Read the following information and answer the questions that follow:
A technician tests various conductors in a laboratory at constant temperature. She records that nichrome has a resistivity of 100 × 10⁻⁶ Ω m, while silver has a resistivity of 1.60 × 10⁻⁸ Ω m. She uses a nichrome wire of length 1 m and cross-sectional area 1 × 10⁻⁶ m² as a heating element.
(a) The technician observes that for the conductor at constant temperature, the current is directly proportional to the potential difference applied.

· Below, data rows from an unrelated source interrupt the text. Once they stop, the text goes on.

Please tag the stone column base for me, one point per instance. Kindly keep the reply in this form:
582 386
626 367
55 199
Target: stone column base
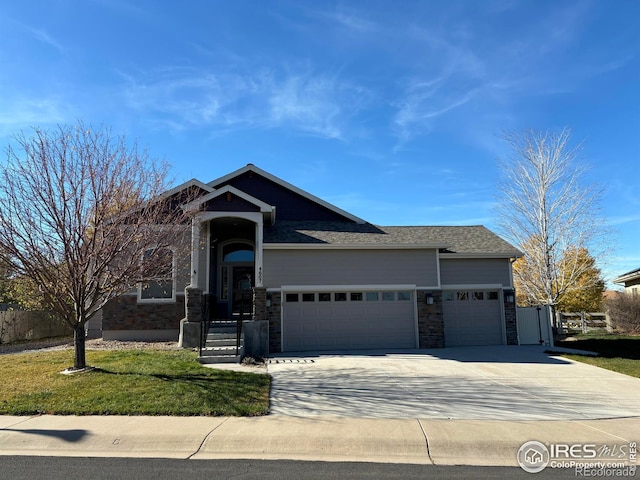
189 334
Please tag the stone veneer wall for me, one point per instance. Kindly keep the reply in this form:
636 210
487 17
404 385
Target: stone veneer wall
270 313
125 313
510 320
430 320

Which law does this represent? State the law. [1 mark]
(b) Which material — nichrome or silver — is a better conductor of electricity? Justify your answer using the given data. [1 mark]

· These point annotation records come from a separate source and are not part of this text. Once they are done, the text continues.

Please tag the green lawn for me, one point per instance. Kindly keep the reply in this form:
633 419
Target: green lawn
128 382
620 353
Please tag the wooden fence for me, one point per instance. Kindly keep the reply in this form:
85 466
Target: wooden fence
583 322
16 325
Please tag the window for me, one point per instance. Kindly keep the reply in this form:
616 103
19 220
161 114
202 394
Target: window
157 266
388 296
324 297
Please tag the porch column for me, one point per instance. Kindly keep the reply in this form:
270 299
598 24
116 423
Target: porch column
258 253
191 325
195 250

(c) Calculate the resistance of the nichrome heating element. [1 mark]
(d) If the cross-sectional area of the nichrome wire is doubled while its length remains the same, what will be the new resistance? [1 mark]
Generated by claude-sonnet-4-6 · 2026-06-26 01:10 · grounding rag
Model Answer
(a) This represents Ohm's Law. It states that the potential difference (V) across the ends of a conductor is directly proportional to the current (I) flowing through it, provided its temperature remains constant. i.e., V ∝ I, or V = IR.

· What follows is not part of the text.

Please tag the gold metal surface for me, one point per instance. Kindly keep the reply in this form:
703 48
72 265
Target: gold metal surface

(b) Silver is a better conductor. A lower resistivity means less opposition to current flow. Silver has resistivity $1.60 \times 10^{-8}$ Ω m, which is much lower than nichrome's $100 \times 10^{-6}$ Ω m.
(c) Using $R = \rho \dfrac{l}{A}$:
$$R = \frac{100 \times 10^{-6} \times 1}{1 \times 10^{-6}} = \frac{10^{-4}}{10^{-6}} = \textbf{100 Ω}$$
(d) Since $R \propto \dfrac{1}{A}$, doubling the area halves the resistance:
$$R_{\text{new}} = \frac{100}{2} = \textbf{50 Ω}$$
Source: Chapter 11 – Electricity, Sections 11.4 (Ohm's Law) and 11.5 (Factors on which resistance depends)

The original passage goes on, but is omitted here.